Boswell, Terry and Chase-Dunn, Christopher (2000). The Spiral of Capitalism and Socialism: Toward Global Democracy. Boulder, CO: Lynne Rienner Publishers.

Chomsky, Noam (1995). What Uncle Sam Really Wants. New York: Odonian Press.

Constitution for the Federation of Earth.  On-line at www.earth-constitution.org.

Klein, Naomi (2007). The Shock Doctrine: The Rise of Disaster Capitalism. New York: Henry Holt and Company.

Martin, Glen T. (2010a). Constitution for the Federation of Earth. With Historical Introduction, Commentary, and Conclusion. Appomattox, VA: Institute for Economic Democracy Press.
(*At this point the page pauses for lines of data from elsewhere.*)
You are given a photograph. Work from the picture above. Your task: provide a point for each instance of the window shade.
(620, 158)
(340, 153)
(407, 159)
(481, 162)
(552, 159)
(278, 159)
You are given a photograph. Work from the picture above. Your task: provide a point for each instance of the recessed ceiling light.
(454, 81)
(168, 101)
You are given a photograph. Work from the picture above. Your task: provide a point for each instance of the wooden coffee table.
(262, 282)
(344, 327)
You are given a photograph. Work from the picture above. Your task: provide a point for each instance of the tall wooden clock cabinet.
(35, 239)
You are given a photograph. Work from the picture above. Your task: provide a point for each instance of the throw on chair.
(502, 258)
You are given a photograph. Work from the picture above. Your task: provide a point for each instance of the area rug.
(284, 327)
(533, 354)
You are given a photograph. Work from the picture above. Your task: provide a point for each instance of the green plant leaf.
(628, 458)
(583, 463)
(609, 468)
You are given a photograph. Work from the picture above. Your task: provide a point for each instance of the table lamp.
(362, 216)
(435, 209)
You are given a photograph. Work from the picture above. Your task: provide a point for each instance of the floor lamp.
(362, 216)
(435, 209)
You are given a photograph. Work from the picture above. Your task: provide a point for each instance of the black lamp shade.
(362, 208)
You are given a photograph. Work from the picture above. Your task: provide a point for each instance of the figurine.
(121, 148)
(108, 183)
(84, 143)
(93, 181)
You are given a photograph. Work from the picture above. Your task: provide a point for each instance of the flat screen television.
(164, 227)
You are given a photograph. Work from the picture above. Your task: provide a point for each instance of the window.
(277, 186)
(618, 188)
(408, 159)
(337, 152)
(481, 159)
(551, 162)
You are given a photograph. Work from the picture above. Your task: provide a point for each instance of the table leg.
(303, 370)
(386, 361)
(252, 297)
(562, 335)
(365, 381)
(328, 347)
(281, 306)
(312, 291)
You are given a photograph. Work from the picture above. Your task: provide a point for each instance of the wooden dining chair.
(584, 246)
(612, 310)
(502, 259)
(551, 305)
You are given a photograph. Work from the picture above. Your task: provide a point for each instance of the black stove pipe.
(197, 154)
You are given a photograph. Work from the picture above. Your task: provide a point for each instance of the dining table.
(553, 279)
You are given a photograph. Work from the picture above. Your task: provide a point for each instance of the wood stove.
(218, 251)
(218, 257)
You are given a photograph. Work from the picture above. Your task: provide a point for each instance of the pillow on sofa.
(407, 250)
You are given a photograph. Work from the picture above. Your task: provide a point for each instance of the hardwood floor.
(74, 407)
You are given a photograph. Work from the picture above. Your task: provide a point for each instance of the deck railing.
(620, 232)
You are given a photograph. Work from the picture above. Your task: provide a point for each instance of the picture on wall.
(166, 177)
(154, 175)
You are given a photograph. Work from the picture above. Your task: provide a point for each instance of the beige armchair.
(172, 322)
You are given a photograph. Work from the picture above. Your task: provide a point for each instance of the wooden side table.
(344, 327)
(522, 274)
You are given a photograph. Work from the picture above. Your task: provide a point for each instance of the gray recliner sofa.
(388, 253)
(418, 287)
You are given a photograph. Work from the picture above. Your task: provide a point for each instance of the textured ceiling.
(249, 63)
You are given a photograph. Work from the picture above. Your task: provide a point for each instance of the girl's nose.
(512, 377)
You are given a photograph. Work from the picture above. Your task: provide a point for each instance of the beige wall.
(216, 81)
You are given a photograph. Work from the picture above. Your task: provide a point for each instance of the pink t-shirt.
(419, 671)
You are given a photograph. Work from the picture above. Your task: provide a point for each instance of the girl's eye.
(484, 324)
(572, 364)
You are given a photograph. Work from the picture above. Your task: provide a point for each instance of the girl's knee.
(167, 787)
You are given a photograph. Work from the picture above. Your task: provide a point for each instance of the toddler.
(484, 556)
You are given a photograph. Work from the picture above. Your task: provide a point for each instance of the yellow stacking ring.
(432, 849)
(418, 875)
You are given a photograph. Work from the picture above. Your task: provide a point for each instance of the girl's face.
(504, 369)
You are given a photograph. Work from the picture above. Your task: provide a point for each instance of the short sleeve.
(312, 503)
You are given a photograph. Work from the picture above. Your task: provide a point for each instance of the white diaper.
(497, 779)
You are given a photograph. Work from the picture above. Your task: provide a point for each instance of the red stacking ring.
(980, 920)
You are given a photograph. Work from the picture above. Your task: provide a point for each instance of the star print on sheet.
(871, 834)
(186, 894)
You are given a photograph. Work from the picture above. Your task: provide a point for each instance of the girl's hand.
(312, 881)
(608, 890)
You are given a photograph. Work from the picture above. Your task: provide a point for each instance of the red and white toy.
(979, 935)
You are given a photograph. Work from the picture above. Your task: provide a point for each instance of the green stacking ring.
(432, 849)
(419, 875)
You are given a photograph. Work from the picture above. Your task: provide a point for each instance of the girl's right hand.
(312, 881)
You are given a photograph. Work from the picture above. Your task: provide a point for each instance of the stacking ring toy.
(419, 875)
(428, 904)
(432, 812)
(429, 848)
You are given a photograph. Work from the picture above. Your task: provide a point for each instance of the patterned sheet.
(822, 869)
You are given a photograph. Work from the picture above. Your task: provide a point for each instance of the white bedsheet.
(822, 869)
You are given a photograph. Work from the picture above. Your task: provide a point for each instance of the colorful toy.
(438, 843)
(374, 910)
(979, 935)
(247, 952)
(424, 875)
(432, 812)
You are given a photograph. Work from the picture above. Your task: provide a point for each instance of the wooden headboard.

Martin, Glen T. (2010b). Triumph of Civilization: Democracy, Nonviolence, and the Piloting of Spaceship Earth. Appomattox, VA: Institute for Economic Democracy Press.

Martin, Glen T. (2018). Global Democracy and Human Self-Transcendence: The Power of the Future for Planetary Transformation. London: Cambridge Scholars Press.

Marx, Karl (1972). Karl Marx: The Essential Writings. Federic L. Bender, ed. New York: Harper & Row.

Parenti, Michael (2011). The Face of Imperialism. Boulder, CO: Paradigm Publishers.

Petras, James and Veltmeyer, Henry (2005). Empire with Imperialism: The Globalizing Dynamics of Neo-liberal Capitalism. London: ZED Books.